けれど、私は運動音痴だし、リズム感はないし……。
「テルミス、大丈夫だ。それにそのドレスには、その靴には魔法がかかっているんだろう」
さりげなく緊張する私の耳元でささやくアルフレッド兄様。
そうだった。
この靴は私にぴったりの靴。
素敵な靴は素敵な場所へ私を連れて行ってくれるのだ。
それにこのドレスも。
ベティがテカペルが一番映えるドレスだと言って作ってくれたのだ。
「これさえ着ていたら、大丈夫です。8割増しによく見えます!」と豪語していた。
「ふふふ。そうでした。ありがとうございます」
思い出したら、自然と笑っていた。
「それじゃ、踊りましょうか。お嬢様」
どこか芝居がかった様子でアルフレッド兄様が手を出す。
そこから、頭のてっぺんからつま先まで神経を通わせるように。
ヴィヴィアン先生との特訓の日々で体にしっかり叩き込まれたダンスは、多少緊張していても体が覚えているようだ。
アルフレッド兄様が笑って言う。
「格段に上手になっているじゃないか」
ちゃんとリズムに乗って踊れることが楽しくて、私も笑顔で「ふふふ。すごく練習したんですよ」と答える。
ベティが作ってくれたドレスは普通に立っている時には目立たないが、花びらのような独立した布が何枚も重ねてあるので、くるりと回るたびに、スカートの裾がひらりひらりと舞い、速いステップの際は体が上下に動くに合わせてふわりふわりと膨らむ。

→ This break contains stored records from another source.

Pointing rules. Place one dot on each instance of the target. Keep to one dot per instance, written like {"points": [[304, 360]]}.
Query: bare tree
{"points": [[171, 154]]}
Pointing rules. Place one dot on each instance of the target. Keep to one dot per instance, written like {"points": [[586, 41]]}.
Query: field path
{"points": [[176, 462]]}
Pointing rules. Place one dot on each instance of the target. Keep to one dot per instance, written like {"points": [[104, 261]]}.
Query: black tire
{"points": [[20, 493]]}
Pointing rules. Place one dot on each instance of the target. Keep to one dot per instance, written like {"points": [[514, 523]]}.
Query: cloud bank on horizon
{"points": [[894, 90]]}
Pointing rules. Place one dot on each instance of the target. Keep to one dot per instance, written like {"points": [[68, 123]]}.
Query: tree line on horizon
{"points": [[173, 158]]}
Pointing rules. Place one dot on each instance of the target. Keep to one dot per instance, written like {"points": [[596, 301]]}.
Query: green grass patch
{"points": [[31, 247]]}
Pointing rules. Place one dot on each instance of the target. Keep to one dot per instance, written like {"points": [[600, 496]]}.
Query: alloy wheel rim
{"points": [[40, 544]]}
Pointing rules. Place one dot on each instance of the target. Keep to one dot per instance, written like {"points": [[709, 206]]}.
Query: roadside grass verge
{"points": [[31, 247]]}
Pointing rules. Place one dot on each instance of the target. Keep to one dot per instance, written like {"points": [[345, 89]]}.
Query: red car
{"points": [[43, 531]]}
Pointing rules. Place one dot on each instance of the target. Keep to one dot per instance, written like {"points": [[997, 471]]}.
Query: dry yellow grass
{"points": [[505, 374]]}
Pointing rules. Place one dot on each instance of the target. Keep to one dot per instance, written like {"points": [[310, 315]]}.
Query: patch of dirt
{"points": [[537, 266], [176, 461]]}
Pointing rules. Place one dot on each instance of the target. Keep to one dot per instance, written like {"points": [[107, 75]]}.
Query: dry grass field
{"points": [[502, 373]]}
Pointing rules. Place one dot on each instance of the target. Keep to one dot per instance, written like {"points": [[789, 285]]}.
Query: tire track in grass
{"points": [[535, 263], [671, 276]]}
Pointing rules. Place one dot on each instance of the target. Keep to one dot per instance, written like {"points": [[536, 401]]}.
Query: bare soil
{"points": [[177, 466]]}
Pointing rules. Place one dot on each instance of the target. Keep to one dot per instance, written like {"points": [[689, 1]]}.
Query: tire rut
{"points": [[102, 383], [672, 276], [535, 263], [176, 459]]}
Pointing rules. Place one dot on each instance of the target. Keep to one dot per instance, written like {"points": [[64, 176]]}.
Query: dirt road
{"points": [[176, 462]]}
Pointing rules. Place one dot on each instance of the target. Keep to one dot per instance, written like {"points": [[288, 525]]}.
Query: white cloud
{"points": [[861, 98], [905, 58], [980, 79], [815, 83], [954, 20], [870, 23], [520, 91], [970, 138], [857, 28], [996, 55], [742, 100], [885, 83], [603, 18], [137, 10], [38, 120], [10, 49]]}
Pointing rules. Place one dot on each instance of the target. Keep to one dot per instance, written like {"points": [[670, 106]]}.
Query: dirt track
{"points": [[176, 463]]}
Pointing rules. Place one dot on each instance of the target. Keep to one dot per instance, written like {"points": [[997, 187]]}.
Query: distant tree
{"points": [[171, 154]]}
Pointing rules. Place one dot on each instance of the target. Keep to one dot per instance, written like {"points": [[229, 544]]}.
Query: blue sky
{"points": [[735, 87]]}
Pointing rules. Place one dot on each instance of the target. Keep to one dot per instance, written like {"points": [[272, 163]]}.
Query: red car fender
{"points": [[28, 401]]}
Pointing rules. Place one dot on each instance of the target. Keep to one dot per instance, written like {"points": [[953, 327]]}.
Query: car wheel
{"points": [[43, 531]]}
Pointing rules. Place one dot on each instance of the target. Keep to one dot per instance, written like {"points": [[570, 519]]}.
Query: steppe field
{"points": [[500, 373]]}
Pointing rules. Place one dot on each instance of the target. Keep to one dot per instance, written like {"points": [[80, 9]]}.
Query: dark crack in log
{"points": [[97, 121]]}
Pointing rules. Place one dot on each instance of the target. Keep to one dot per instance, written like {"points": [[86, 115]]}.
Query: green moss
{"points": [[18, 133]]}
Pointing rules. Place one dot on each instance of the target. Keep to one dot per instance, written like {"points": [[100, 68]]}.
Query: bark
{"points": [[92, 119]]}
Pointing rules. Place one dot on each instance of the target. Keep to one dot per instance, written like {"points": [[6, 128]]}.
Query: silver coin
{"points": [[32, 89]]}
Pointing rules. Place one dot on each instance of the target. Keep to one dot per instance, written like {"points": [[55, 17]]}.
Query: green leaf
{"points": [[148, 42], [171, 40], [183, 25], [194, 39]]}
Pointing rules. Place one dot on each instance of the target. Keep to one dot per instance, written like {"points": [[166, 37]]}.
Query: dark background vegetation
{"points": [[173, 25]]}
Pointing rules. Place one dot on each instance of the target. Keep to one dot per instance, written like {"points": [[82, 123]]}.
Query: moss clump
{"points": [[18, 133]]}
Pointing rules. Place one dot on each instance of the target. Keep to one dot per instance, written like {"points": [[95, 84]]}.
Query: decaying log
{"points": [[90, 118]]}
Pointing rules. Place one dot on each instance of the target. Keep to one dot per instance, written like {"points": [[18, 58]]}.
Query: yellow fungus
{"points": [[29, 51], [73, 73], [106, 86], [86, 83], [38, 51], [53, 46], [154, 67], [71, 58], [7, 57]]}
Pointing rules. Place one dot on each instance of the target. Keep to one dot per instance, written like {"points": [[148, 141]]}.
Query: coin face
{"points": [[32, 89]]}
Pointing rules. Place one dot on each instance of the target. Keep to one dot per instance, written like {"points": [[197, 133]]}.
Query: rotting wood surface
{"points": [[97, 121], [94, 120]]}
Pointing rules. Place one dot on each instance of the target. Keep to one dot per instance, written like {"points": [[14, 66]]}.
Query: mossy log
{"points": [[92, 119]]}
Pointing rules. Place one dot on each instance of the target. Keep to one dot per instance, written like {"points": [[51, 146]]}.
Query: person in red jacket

袖のドレープも、手を下げている時は目立たないが、踊り、手を宙に挙げると手の動きに合わせて流れるようにはためく。
8割増しってこういうことかとくすりと笑う。
リズムに乗れることが楽しくて、自分の動きに合わせてひらりひらりと舞うドレスが面白くて、「上手になったな」と言いながら笑いかけるアルフレッド兄様とのやり取りも楽しくて。
苦手で憂鬱だったはずのテカペルは、曲が終わるまでずっとずっと笑顔のままだった。